NVIDIA GeForce4 Ti 4400
and GeForce4 Ti 4600 (NV25) Review
|
The NV25 chip was awaited for a long time by many
as an echo of 3dfx's deals, as a competitor against ATI RADEON 8500
and as the second optimized and enriched incarnation of NV20. Let
me dive directly into the root of the matter...
Attention! Before reading the review you
should turn to the previous articles on NVIDIA
GeForce3 (NV20) and ATI
Radeon 8500 (R200).
Product line
The GeForce 4 line is based on two chips - NV17
and NV25 which is the today's main hero:
- GeForce 4 Ti4600 - NV25 300 MHz core, 128 MBytes 325(650) MHz
128-bit DDR memory.
- GeForce 4 Ti4400 - NV25 275 MHz core, 128 MBytes 275(550) MHz
128-bit DDR memory.
- One more junior card on the NV25 will be announced later.
- GeForce 4 MX460 - 300 MHz core, 64 MBytes 275(550) MHz 128-bit
DDR memory.
- GeForce 4 MX440 - 270 MHz core, 64 MBytes 200(400) MHz 128-bit
DDR memory.
- GeForce 4 MX420 - 200 MHz core, 64 MBytes 166 MHz 128-bit DDR
memory.
Note:
- The GeForce 3 line will be quickly replaced with the GeForce
4 one.
- NV17 doesn't and won't support pixel and vertex shaders.

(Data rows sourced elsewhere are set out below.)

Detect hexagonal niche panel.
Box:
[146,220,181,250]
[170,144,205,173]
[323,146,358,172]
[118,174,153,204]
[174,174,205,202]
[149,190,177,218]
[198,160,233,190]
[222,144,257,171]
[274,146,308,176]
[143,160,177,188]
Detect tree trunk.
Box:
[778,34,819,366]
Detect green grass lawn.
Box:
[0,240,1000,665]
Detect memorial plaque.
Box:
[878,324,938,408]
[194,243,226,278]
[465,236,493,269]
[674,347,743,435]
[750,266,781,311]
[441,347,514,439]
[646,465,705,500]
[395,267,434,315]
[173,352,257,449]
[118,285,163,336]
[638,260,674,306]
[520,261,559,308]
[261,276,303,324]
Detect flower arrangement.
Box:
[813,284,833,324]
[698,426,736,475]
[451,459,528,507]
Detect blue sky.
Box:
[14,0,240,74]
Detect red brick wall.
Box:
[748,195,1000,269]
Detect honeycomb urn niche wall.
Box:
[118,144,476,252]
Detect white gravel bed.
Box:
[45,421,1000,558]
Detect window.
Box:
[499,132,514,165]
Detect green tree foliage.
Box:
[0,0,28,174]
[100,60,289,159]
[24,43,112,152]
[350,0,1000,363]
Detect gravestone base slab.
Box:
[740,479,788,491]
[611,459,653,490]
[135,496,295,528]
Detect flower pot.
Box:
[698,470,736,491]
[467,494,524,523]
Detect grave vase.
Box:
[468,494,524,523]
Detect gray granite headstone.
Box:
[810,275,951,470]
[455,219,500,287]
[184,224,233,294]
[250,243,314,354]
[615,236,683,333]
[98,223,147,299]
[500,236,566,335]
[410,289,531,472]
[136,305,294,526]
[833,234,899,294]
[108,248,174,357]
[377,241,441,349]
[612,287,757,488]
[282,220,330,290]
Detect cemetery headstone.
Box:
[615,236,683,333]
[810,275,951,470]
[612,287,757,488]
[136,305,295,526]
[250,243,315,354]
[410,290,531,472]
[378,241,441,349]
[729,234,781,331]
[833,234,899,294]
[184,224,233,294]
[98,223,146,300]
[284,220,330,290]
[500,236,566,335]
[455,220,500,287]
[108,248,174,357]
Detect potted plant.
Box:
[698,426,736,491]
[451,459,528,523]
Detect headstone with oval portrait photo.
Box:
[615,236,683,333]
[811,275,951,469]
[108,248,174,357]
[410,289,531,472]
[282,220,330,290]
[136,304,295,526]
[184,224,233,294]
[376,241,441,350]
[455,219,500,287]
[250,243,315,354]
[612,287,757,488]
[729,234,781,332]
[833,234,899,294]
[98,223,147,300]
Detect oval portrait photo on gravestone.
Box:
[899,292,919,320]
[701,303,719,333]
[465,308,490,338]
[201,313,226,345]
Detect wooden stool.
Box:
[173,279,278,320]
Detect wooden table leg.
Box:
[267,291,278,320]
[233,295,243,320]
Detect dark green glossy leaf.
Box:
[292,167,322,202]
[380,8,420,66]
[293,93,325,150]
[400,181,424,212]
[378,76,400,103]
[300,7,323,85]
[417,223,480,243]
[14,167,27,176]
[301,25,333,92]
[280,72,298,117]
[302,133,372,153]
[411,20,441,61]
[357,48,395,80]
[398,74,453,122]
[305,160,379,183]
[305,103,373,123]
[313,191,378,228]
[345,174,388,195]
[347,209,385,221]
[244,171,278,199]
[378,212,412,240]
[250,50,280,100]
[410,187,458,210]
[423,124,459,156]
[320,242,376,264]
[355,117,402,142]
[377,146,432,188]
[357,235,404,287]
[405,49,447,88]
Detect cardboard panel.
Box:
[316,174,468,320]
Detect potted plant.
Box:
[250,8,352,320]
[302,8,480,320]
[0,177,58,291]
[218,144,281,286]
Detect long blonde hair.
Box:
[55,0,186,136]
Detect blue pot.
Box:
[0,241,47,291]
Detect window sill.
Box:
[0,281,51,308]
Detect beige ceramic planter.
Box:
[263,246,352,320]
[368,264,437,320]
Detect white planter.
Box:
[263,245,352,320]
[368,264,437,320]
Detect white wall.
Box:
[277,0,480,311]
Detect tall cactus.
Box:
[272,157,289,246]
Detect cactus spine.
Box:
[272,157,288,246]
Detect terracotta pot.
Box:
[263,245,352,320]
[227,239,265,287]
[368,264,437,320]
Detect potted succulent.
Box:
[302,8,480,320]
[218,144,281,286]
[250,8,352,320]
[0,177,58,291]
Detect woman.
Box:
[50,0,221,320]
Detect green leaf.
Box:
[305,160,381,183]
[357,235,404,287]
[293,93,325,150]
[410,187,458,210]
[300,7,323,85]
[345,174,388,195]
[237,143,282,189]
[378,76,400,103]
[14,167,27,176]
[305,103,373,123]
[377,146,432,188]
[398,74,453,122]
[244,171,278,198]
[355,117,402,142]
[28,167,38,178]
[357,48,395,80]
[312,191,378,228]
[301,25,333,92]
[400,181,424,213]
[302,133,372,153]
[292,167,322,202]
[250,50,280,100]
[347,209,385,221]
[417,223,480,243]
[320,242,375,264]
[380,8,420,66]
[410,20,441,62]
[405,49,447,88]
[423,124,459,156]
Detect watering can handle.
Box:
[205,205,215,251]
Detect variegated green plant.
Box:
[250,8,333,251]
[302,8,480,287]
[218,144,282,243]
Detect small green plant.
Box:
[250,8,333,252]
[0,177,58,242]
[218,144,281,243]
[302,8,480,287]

- NV17 will have MPEG2 hardware decoder and dynamic power management
system, and the NV25 does not.
- NV17 has only two fill pipelines, and NV25 - four.
- NV25 has a superscalar (dual) T&L unit, NV17 has a single
one.
- NV17 and NV25 have similar memory controllers (2x-channel one
of the NV17 and a 4-channel one of the NV25).
- Both chips have the same set of systems for increasing the
memory effective bandwidth (Z buffer compression and fast Z clear,
MSAA, HSR).
- NV17 has 2 integrated LCD-panel controllers.
- Both chips have two independent RAMDACs, CRTC controllers,
and integrated TV-Out and DVI interfaces.
This pretty monster will help promoting and advertising
NV25 based products demonstrating advanced soft illumination, skeletal
animation, hair and fur made of vertex shaders and per-pixel relief:
Theory
NV25
Main architectural innovations of the NV25 (vs.
NV20)
- 2 independent CRTC controllers. Flexible support of all possible
modes and of output of two frame buffers independent in resolution
and in contents onto any accessible signal receivers.
- 2 normal 350 MHz RAMDACs integrated in the chip (with a 10bit
palette).
- Integrated TV-Out.
- Integrated TDMS transmitter (for DVI interface).
- 2 units of interpretation and implementation of vertex shaders.
They promise a considerable growth of a processing speed of a
scene with complicated geometry. The units can't implement a different
microcode of shaders, and the only advantage of processing of
two vertices simultaneously is a performance increase.
- Improved fill pipelines provide hardware support of pixel shaders
up to v1.3 inclusive.
- According to NVIDIA, an effective fillrate in the MSAA modes
got higher, and now 2x AA and Quincunx AA modes will cause much
less performance drop. The Quincunx AA is improved (positions
of sample fetching are shifted). A new AA method appeared - 4xS.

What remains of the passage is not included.